Di Redazione
Adesso Carlos De Lellis parla, e lo fa a ruota libera, ai microfoni di Matteo Marchetti per SportPiacenza. L’ex preparatore atletico della Gas Sales Bluenergy Piacenza, coinvolto nella vicenda giudiziaria relativa al caso di doping del centrale Alberto Polo, a maggio è stato assolto in via definitiva dalla Corte nazionale di appello antidoping (mentre al giocatore sono toccati 4 anni di squalifica), e ora può dire la sua sulla lunga e intricata querelle: “Mi sono sentito tradito e usato“.
“È evidente – afferma il preparatore – che a più di qualcuno faceva, e ancora oggi fa comodo scaricare l’intera responsabilità della vicenda su di me. A seguito dell’accertamento della positività dell’atleta ho subito pressioni di ogni genere e tipo affinché assumessi il ruolo di capro espiatorio. Consapevole della mia innocenza, e fiducioso che la stessa sarebbe emersa nelle competenti sedi, mi sono fermamente rifiutato. È quindi iniziato nei miei confronti un indecoroso linciaggio mediatico, in alcuni casi alimentato da calunniatori celati dietro fantomatici nickname e ‘cavalcato’ da certi giornalisti poco propensi al garantismo“.
Nell’intervista De Lellis riassume così la sentenza: “Da un lato si è riscontrata nel campione biologico dell’atleta la presenza di sostanze vietate, e dall’altro si è accertato che non sono stato io a somministrargliele, e neppure ero anche solo a conoscenza della natura illecita dei prodotti assunti dal signor Polo“. I commentatori sono però rimasti perplessi sul fatto che l’atleta abbia potuto “prescriversi” da solo i farmaci vietati: “In realtà – sostiene De Lellis – non è infrequente che l’assunzione e l’eventuale prescrizione di un prodotto avvengano in buona fede, per finalità diverse e senza la consapevolezza della sua incompatibilità con la normativa.

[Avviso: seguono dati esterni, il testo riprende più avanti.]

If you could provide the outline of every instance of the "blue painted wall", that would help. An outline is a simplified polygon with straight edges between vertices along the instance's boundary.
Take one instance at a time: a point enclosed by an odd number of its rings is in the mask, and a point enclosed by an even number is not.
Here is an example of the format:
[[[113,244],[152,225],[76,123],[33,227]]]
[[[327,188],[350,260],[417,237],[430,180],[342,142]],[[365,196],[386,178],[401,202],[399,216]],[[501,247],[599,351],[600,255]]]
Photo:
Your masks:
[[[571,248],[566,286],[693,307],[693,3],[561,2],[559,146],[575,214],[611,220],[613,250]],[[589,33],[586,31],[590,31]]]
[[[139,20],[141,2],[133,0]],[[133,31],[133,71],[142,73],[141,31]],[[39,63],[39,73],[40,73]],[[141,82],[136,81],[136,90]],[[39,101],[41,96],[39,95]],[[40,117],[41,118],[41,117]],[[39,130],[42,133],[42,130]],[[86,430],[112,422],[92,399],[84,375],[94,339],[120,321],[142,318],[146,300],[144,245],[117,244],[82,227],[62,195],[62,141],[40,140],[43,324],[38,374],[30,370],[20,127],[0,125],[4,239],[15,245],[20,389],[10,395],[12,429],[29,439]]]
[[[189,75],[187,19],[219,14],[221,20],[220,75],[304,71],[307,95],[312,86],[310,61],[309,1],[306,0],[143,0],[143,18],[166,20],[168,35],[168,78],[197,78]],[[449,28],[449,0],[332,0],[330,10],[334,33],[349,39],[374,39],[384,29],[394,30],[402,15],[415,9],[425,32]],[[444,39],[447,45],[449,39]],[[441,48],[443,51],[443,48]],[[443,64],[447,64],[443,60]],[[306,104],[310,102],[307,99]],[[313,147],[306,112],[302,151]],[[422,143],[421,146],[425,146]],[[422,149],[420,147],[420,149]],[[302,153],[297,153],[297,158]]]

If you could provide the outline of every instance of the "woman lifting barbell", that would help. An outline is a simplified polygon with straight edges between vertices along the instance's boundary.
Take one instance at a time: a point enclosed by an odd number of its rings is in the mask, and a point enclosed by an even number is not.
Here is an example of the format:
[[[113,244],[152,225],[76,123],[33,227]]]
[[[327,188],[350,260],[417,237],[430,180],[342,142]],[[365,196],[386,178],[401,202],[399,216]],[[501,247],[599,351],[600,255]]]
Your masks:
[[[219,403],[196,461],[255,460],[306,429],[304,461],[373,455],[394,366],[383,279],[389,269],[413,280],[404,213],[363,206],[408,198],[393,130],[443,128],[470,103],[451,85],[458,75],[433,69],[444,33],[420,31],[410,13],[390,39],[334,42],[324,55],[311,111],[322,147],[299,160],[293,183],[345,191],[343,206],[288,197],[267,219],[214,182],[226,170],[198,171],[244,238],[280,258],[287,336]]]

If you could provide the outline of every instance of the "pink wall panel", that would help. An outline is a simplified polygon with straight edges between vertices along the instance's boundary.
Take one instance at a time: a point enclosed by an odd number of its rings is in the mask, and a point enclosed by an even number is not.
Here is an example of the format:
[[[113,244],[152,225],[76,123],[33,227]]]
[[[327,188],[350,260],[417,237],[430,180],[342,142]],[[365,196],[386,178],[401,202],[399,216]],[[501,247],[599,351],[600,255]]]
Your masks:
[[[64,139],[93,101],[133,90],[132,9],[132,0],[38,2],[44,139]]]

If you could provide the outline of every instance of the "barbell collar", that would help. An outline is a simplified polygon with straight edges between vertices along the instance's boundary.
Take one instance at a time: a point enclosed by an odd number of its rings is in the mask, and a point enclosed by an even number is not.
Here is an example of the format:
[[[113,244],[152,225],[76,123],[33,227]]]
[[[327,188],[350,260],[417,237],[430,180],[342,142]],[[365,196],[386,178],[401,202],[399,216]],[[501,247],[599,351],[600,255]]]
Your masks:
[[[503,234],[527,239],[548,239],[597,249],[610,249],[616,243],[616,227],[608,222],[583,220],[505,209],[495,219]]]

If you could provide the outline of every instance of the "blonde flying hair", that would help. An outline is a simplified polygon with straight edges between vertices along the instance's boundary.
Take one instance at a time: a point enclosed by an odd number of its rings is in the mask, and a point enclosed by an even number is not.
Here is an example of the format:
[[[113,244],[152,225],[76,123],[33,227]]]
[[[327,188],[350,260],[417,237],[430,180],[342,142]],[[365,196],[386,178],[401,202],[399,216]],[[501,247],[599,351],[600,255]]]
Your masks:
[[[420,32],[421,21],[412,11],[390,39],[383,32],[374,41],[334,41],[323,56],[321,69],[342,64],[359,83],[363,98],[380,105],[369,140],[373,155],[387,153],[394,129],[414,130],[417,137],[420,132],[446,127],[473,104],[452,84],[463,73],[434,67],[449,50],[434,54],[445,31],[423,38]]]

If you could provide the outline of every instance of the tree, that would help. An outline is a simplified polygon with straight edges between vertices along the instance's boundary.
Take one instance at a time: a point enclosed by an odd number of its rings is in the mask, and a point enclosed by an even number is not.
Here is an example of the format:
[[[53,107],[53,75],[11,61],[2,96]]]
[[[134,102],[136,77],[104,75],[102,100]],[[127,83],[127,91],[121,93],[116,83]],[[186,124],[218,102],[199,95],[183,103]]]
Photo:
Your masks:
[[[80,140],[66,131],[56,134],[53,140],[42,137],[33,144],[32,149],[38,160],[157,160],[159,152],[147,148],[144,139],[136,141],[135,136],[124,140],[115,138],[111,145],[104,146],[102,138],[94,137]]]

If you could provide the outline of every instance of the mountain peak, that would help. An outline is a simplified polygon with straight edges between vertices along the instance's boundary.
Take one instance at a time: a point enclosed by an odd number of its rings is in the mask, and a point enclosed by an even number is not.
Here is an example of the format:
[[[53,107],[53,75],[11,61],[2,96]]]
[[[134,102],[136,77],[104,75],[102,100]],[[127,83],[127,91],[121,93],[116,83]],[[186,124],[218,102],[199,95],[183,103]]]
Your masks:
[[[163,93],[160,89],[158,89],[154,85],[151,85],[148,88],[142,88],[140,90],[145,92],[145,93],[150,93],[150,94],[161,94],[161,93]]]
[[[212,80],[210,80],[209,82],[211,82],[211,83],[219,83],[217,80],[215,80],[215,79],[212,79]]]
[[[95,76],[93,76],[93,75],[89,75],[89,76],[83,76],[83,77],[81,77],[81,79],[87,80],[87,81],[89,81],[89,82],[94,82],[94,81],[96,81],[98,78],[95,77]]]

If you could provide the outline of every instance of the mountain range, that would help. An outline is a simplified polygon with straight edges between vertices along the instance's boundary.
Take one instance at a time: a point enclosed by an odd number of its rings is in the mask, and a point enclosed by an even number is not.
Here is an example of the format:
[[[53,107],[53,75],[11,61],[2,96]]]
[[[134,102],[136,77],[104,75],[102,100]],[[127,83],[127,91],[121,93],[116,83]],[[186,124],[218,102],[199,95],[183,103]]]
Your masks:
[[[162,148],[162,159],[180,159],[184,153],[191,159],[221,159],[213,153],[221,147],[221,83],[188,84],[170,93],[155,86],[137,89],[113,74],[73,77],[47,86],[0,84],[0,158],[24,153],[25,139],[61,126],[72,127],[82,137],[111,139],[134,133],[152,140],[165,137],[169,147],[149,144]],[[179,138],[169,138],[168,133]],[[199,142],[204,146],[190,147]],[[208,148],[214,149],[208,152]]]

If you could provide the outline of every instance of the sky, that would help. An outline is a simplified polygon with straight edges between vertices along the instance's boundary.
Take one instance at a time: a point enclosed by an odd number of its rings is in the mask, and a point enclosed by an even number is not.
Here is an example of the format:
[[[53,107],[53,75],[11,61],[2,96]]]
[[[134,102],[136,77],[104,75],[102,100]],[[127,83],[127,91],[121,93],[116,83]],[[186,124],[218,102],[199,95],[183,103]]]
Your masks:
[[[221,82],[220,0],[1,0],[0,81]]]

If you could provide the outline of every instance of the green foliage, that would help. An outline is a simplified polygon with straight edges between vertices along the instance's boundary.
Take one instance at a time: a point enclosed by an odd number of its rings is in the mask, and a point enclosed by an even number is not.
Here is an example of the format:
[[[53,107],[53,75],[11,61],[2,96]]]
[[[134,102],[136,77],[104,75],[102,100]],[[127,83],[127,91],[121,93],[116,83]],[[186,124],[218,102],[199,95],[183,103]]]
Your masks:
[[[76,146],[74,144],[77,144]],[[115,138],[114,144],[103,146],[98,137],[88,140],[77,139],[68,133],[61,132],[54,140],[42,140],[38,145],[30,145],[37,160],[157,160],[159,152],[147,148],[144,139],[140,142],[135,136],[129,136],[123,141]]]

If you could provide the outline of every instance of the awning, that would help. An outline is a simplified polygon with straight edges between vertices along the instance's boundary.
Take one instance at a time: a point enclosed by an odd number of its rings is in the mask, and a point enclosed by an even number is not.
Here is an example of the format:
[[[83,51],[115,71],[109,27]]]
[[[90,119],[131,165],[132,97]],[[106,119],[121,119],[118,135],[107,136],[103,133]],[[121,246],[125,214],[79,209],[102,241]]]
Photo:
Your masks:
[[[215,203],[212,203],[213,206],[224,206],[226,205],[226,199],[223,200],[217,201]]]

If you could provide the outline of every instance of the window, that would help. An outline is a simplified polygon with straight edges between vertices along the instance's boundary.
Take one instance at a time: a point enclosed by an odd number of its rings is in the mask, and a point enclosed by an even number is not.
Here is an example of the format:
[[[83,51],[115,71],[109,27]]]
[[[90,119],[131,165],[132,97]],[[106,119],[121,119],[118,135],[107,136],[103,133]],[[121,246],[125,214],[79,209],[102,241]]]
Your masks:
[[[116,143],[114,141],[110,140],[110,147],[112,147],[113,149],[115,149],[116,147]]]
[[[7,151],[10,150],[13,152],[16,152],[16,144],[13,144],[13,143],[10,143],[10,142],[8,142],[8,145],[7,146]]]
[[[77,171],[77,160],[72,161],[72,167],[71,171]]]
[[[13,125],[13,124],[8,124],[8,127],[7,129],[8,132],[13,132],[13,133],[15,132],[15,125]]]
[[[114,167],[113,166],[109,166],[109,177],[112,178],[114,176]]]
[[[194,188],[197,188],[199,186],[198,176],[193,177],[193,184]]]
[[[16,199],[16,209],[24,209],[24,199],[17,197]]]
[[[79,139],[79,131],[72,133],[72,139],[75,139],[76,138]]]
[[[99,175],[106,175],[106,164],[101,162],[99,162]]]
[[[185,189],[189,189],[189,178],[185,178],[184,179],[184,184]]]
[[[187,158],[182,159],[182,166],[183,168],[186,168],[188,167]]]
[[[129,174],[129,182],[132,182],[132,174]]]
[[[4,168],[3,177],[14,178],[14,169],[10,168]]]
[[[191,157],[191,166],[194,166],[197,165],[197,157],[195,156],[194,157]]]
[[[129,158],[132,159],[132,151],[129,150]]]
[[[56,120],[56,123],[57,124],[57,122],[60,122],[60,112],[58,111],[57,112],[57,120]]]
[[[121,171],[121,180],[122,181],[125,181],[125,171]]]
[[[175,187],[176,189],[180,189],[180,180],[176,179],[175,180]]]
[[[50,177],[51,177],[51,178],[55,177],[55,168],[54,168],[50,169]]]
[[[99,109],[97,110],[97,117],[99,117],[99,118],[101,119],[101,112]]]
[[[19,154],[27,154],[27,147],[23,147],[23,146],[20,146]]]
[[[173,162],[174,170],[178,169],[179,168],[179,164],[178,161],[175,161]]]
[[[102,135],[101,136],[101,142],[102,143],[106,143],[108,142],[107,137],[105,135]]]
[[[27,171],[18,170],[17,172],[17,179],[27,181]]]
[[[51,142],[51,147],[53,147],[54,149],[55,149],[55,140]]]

Nonostante ciò, purtroppo, gli atleti sono comunque chiamati a rispondere della violazione, perché su di loro grava un preciso onere di verificare preventivamente la composizione di tutto quanto introducono nel proprio organismo“.
Ora il preparatore italo-argentino si augura che la battaglia giudiziaria non pregiudichi il prosieguo della sua carriera: “Voglio pensare – conclude – che tra gli addetti ai lavori e, più in generale, nell’opinione pubblica di buona fede prevalga la convinzione che una persona che ha dovuto lottare per il riconoscimento della propria estraneità ad un’infamante accusa, riuscendoci, sia in un certo senso ancora più meritevole di un’opportunità rispetto a chi non ha mai dovuto imbattersi in tali situazioni“.